Page MenuHomePhabricator

Switchover gitlab-replica (gitlab2002 -> gitlab1003)
Closed, ResolvedPublic

Description

GitLab will be switched during March 2023 Datacenter Switchover (T327920) from eqiad to codfw too (one day before the actual switchover, to not block dependencies). This task tacks the dry tun to failover the replicas from codfw (gitlab2002) to eqiad (gitlab1003).

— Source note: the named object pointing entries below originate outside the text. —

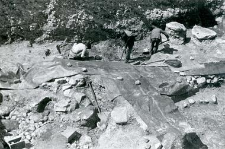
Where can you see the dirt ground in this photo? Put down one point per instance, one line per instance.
(206, 119)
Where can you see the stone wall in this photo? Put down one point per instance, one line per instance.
(94, 20)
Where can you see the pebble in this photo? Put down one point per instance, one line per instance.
(185, 105)
(182, 73)
(214, 99)
(189, 78)
(215, 80)
(33, 134)
(119, 78)
(84, 69)
(45, 118)
(138, 82)
(69, 64)
(26, 141)
(32, 128)
(208, 81)
(191, 101)
(24, 114)
(192, 58)
(28, 137)
(13, 117)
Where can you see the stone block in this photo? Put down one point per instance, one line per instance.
(71, 134)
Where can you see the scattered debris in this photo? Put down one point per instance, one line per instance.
(136, 63)
(120, 78)
(79, 97)
(174, 63)
(85, 141)
(214, 99)
(84, 69)
(153, 142)
(137, 82)
(71, 134)
(77, 80)
(192, 58)
(47, 52)
(120, 115)
(191, 101)
(14, 142)
(62, 105)
(10, 124)
(177, 32)
(69, 64)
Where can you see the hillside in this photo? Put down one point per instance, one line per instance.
(98, 20)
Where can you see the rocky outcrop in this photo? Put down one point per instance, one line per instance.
(95, 20)
(177, 32)
(202, 33)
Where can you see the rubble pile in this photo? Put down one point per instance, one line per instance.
(201, 81)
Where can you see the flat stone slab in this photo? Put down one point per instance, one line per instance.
(202, 33)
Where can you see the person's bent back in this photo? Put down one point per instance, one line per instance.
(78, 51)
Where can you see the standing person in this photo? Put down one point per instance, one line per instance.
(155, 39)
(79, 51)
(128, 37)
(32, 34)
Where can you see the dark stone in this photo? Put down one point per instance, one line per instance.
(10, 124)
(178, 88)
(174, 63)
(192, 141)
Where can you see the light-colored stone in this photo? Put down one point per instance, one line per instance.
(202, 33)
(153, 142)
(79, 96)
(137, 82)
(208, 81)
(69, 64)
(215, 80)
(120, 115)
(189, 78)
(182, 73)
(65, 87)
(36, 117)
(119, 78)
(4, 110)
(62, 105)
(70, 133)
(77, 80)
(214, 99)
(146, 50)
(84, 69)
(185, 104)
(191, 101)
(201, 81)
(85, 140)
(192, 58)
(10, 124)
(177, 32)
(68, 93)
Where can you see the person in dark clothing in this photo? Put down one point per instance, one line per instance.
(128, 37)
(155, 39)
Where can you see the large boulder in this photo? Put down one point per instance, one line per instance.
(202, 33)
(177, 32)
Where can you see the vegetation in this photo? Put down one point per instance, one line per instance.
(102, 11)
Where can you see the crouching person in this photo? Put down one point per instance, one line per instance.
(80, 51)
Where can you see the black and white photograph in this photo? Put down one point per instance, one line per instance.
(112, 74)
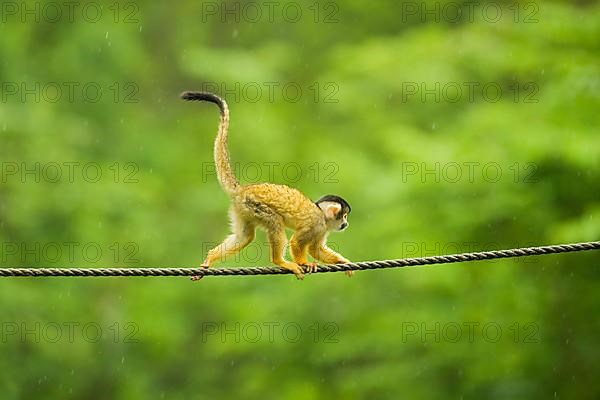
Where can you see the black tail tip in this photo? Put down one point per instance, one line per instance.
(204, 96)
(187, 95)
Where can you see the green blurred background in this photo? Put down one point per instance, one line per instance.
(368, 100)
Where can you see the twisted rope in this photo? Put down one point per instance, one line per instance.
(359, 266)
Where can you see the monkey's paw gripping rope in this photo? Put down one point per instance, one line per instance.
(358, 266)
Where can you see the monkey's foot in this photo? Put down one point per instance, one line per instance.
(310, 267)
(295, 268)
(198, 277)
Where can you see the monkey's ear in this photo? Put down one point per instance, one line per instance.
(330, 208)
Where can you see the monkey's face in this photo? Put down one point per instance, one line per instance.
(336, 214)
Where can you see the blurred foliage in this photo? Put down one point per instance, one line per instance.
(363, 145)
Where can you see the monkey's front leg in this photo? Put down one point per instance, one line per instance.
(278, 241)
(326, 255)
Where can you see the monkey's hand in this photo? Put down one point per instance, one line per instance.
(350, 274)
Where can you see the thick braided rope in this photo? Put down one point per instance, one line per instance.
(359, 266)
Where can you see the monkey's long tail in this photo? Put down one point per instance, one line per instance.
(225, 174)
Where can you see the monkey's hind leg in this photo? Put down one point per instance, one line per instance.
(243, 234)
(321, 252)
(299, 248)
(278, 241)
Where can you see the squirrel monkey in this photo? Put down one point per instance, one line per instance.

Docs: https://wikitech.wikimedia.org/wiki/GitLab/Failover
Last task: T307142#7969993 (checklist can be adapted for this years failover)
Time: TBD, somewhere next week

Checklist: (WIP)

Preparations before downtime:

  • check gitlab2001 and gitlab1003 use the same ssh host keys for ssh-gitlab daemon
  • prepare change to set profile::gitlab::service_name: 'gitlab-replica.wikimedia.org' on gitlab1003 /operations/puppet/+/890779/
  • Prepare change to point DNS entry for gitlab-replica.wikimedia.org to gitlab1003 gitlab-replica-old.wikimedia.org to gitlab2002 operations/dns/+/890785
  • configure gitlab1004 as profile::gitlab::active_host not needed on replica
  • apply gitlab-settings to gitlab1003 and gitlab2002
  • announce downtime some days ahead on ops/releng list? not needed on replica

Scheduled downtime:

  • Announce downtime in #wikimedia-gitlab not needed on replica
  • pause all GitLab Runners not needed on replica
  • downtime gitlab2002 sudo cookbook sre.hosts.downtime -r "Running failover to gitlab1003 - T329930" -M 60
  • stop puppet on gitlab2002 with sudo disable-puppet "Running failover to gitlab1003 - T329930"
  • stop GitLab on gitlab2002 with gitlab-ctl stop nginx
  • stop ssh-gitlab daemon on gitlab2002 with systemctl stop ssh-gitlab
  • create full backup on gitlab2002 with /usr/bin/gitlab-backup create CRON=1 STRATEGY=copy GZIP_RSYNCABLE="true" GITLAB_BACKUP_MAX_CONCURRENCY="4" GITLAB_BACKUP_MAX_STORAGE_CONCURRENCY="1"
  • sync backup, on gitlab2002 run /usr/bin/rsync -avp /srv/gitlab-backup/ rsync://gitlab1003.wikimedia.org/data-backup
  • merge change to set profile::gitlab::service_name: 'gitlab-replica.wikimedia.org' on gitlab1003 /operations/puppet/+/890779/ and run puppet
  • trigger restore on gitlab1003 run sudo systemctl start backup-restore.service (for logs, run journalctl -f -u backup-restore.service)
  • Merge change to point DNS entry for gitlab-replica.wikimedia.org to gitlab1003 gitlab-replica-old.wikimedia.org to gitlab2002 operations/dns/+/890785
  • verify installation
  • enable puppet on gitlab2002 with sudo run-puppet-agent -e "Running failover to gitlab1003 - T329930"
  • start ssh-gitlab daemon on gitlab2002 with systemctl stop ssh-gitlab
  • unpause all GitLab Runners not needed on replica
  • announce end of downtime not needed on replica

Once the switchover was successful, we will proceed with GitLab production switchover in T329931.

Event Timeline

Jelto updated the task description. (Show Details)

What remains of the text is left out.